Andhra Pradesh Chief Minister Jaganmohan Reddy has launched the “Family Doctor” programme under which qualified doctors, through 10,032 Dr YSR Village Health Clinics across the state, would offer preventive health care, taking their services to household doorsteps.
The “family doctor” concept was launched by the chief minister at Lingamguntla in Palnadu district on Thursday.
Addressing a public meeting, Reddy said that the programme would “herald revolutionary changes in extending health care to the needy".
Just like the social welfare pensions are being handed at the beneficiaries' houses, the healthcare facilities would also be extended to the people at their doorstep, the CM said.
Besides visiting the bedridden people to treat them, family doctors would extend free medical treatment to people suffering from both communicable and non-communicable diseases and to lactating mothers and anaemic schoolchildren and women.
The doctors would refer the patients in need of advanced medical treatment to Aarogyasri Network Hospitals while YSR Health Clinics would extend post-treatment health care to such patients.
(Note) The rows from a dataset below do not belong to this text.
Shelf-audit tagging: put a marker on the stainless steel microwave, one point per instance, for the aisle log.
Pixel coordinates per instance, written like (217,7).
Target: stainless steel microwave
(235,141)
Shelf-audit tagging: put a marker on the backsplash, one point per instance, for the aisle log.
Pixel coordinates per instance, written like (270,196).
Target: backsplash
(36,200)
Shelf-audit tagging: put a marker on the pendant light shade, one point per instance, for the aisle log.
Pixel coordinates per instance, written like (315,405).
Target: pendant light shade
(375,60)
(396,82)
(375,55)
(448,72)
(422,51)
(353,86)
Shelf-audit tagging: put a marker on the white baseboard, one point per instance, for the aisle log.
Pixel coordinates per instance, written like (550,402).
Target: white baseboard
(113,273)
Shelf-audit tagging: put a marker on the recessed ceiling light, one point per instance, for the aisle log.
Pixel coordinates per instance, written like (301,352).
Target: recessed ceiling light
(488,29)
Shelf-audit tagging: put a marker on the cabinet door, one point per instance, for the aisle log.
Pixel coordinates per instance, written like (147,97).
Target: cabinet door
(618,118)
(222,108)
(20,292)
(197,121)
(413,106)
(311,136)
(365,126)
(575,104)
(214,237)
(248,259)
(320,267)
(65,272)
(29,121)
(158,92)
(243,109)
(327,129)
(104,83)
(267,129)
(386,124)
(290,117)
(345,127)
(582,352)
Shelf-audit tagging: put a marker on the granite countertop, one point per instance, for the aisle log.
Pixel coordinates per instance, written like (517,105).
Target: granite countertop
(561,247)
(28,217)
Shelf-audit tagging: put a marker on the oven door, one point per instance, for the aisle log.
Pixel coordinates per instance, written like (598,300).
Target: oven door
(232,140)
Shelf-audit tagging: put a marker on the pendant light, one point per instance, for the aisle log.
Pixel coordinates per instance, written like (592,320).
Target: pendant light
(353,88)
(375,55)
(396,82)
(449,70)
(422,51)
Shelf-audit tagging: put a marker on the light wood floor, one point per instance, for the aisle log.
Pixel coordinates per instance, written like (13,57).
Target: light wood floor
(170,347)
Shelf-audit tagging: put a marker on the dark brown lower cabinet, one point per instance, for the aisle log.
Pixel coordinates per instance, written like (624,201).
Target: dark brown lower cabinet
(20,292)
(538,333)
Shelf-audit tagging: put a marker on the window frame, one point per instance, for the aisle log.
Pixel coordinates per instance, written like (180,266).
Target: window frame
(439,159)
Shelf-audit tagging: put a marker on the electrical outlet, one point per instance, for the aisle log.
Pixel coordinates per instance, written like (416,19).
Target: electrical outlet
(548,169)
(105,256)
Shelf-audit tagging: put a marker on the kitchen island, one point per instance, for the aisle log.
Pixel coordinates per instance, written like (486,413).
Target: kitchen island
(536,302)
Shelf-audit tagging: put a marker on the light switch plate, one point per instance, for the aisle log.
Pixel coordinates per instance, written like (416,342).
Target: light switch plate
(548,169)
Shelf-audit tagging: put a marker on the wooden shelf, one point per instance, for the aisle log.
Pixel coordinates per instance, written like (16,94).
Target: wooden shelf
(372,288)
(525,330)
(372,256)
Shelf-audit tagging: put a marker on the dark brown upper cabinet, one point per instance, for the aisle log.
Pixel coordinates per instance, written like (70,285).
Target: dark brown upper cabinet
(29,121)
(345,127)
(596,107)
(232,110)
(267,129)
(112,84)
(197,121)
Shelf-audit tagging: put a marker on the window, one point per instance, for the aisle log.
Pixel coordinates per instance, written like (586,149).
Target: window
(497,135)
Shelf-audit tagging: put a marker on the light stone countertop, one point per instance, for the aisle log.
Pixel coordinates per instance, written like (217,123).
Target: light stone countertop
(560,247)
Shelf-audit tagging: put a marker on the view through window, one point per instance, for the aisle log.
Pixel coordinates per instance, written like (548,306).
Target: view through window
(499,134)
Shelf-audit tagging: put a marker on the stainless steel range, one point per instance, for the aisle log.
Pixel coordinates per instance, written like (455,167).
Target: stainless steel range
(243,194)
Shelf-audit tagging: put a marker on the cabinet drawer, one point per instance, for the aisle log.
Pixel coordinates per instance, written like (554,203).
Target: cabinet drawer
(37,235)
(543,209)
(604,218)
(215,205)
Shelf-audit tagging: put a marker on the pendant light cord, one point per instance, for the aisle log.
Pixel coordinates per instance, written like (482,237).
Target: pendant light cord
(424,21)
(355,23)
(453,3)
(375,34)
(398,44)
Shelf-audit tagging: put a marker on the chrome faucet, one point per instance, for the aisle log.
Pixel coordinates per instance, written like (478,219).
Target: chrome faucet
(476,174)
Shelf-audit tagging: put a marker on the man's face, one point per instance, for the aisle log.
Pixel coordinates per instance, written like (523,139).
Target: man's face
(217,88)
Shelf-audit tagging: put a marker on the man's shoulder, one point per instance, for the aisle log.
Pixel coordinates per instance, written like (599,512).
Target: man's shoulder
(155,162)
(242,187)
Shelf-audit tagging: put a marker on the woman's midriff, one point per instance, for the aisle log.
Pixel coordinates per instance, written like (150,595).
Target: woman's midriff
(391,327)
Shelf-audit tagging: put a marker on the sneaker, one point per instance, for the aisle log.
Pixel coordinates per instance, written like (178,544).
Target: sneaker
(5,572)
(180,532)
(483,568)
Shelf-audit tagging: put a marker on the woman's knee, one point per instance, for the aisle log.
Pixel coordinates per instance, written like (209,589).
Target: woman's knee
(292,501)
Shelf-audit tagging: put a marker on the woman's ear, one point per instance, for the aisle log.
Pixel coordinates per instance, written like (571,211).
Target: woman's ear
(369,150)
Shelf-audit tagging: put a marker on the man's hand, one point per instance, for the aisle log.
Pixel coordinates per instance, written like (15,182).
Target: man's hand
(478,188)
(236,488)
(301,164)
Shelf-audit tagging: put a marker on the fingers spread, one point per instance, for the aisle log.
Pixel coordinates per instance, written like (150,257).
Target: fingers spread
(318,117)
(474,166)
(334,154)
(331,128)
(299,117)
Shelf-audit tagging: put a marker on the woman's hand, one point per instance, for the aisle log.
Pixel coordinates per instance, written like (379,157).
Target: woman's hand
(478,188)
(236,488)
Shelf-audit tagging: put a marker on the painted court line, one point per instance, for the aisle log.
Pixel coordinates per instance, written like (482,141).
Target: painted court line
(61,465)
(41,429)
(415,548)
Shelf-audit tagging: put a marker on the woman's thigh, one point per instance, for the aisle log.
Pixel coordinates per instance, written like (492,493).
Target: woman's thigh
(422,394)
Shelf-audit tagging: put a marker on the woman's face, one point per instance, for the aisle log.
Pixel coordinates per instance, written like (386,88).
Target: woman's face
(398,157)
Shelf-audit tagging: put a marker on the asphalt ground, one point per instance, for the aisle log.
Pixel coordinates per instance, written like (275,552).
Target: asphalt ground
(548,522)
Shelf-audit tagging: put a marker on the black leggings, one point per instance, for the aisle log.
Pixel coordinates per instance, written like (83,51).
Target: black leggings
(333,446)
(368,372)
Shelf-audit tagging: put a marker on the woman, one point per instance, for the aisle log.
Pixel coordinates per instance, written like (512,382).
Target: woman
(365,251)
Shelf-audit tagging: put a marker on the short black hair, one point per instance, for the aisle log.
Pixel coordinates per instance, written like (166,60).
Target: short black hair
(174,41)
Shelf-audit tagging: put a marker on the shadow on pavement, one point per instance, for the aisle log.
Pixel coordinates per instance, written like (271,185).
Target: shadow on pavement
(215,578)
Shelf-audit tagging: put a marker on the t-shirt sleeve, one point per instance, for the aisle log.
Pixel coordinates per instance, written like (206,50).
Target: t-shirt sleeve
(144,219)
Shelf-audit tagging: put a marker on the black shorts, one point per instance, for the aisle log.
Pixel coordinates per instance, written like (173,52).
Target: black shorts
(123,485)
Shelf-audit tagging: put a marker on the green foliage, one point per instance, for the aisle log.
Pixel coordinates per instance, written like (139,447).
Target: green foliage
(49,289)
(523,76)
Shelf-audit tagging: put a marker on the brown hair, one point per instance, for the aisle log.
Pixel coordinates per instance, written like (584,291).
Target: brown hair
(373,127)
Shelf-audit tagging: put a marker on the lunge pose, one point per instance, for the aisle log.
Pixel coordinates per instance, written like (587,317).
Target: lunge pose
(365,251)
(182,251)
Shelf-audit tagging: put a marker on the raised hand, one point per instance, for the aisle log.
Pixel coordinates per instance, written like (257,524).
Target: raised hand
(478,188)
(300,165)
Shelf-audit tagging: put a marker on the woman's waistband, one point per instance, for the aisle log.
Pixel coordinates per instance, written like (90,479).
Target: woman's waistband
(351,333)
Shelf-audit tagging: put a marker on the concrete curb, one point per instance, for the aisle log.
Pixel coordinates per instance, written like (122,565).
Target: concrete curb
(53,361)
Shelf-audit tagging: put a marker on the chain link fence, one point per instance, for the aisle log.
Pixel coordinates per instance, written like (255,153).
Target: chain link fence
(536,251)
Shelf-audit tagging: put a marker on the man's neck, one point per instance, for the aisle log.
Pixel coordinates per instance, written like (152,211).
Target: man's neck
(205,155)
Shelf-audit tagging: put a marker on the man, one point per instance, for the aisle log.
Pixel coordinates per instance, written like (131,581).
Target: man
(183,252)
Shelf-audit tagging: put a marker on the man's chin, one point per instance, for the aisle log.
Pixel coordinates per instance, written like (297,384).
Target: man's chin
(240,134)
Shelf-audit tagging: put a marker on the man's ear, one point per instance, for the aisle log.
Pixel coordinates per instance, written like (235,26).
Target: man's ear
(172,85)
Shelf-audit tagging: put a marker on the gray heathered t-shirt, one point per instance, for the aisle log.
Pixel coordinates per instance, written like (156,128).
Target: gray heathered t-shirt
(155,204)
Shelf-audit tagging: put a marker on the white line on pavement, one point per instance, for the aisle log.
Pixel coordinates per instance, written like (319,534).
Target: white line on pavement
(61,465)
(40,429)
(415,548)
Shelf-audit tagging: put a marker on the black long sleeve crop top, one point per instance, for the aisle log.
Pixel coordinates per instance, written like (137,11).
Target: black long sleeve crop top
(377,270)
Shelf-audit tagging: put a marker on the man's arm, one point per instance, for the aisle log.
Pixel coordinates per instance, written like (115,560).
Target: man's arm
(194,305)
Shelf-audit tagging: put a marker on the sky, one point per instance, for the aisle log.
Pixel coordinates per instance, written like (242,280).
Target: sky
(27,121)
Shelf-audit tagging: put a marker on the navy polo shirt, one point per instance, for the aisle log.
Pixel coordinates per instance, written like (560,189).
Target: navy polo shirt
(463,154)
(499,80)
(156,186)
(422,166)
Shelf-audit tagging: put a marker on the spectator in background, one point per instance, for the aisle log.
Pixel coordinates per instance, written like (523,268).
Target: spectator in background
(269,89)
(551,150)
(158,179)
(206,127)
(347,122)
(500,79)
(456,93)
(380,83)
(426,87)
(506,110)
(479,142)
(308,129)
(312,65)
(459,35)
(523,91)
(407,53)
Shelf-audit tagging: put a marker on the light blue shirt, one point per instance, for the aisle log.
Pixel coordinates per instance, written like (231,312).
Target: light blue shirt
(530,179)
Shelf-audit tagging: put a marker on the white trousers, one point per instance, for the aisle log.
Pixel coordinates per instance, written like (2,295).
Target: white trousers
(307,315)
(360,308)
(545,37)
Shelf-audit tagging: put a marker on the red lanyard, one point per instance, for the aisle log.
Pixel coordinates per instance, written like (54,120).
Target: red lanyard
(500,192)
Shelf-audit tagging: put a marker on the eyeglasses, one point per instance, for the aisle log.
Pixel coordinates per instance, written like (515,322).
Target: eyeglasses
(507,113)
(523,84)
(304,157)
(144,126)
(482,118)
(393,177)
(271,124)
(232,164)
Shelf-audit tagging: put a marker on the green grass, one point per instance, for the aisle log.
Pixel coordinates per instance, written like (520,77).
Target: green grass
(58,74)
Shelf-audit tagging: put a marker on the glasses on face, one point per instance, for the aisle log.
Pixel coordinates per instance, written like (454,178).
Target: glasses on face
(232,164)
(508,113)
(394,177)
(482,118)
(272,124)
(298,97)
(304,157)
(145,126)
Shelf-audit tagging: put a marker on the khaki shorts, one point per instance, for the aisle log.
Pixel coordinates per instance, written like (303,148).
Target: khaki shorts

Each mandal would consist of two primary healthcare centres (PHCs) and each PHC would have two doctors - one of them taking care of out-patients and the other visiting YSR Health Clinics in assigned villages, schools and anganwadi centres twice a month.
The doctors would identify people suffering from BP, diabetes and anaemic conditions and provide them treatment in the initial stages preventing serious heart and other diseases among them.
YSR Village Health Clinics, to be manned by Community Health Officers (CHOs), ANMs (Auxiliary Nurse and Midwives) and ASHA (Accredited Social Health Assistant) workers, would be equipped with 105 kinds of medicines, lab facilities to conduct 14 kinds of diagnostic tests and 936 Mobile Medical Units (104).
“Our government has brought revolutionary changes in health care as it highly values the lives of people. With one PHC serving about 2,500 people, the family doctor programme would soon turn AP into a role model for other states in preventive health care,” Reddy said.
The phone numbers and other details of the doctors would be displayed at the Village Secretariats which would maintain health records and ensure that the medical services would be available round the clock, the CM said, while appealing to the medical staff to stay in the villages where they are posted to serve the people 24x7.
The chief minister prodded the public to gauge the difference between the TDP and YSRCP rule in health, educational and other sectors.
Reddy said that medical procedures under the YSR Aarogyasri went up to 3,255 now from 1,000 during the TDP rule. “Our government has been spending over Rs 18,000 crore every year on the medical and health sector against the meagre Rs 8,000 crore spent by the TDP.”